Na deser zostawiłem mój wyznacznik tej serii - muzykę. Nigdy nie sądziłem, że coś może przebić genialną ścieżkę dźwiękową z WipEouta 2097. Elektroniczna jatka na lata utwierdziła mnie w jednym z moich muzycznych gustów. I tym razem jest podobnie. Od transowych kawałków, poprzez wbijający się w głowę drum'n'bass, po brudną i agresywną elektronikę. Mamy cały przekrój nowoczesnych brzmień, nastawionych głównie na dynamikę. Prócz całych kawałków jest mnóstwo remiksów, a cały soundtrack to aż 28 w większości fantastycznych kawałków.
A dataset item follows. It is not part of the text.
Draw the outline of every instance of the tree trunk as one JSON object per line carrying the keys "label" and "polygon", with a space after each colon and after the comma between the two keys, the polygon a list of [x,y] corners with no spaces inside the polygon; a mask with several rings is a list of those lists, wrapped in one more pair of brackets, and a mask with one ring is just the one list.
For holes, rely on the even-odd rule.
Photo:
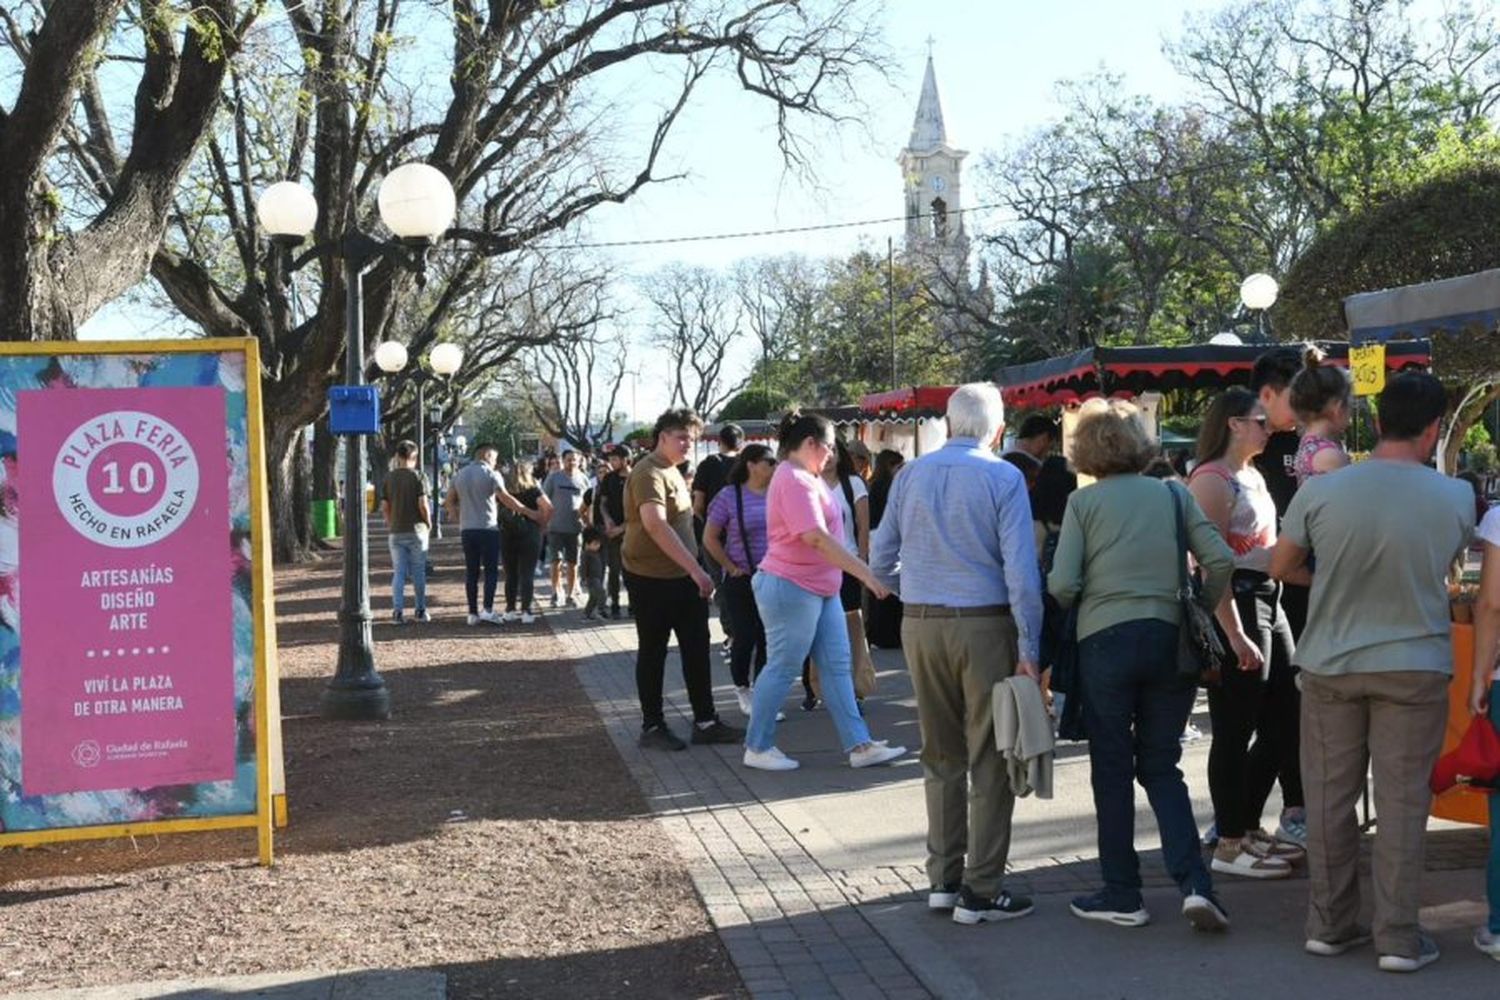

Jest Black Sun Empire & State of Mind, The Prodigy, Noisia & The Upbeats, The Chemical Brothers, Matrix & Futurebound, Addiktion czy DJ Kentaro. Co jeden to lepszy. Najwyższa półka jeśli chodzi o wybór utworów do gry wyścigowej. Mistrzostwo, które towarzyszy mi nawet, gdy wyłączę konsolę.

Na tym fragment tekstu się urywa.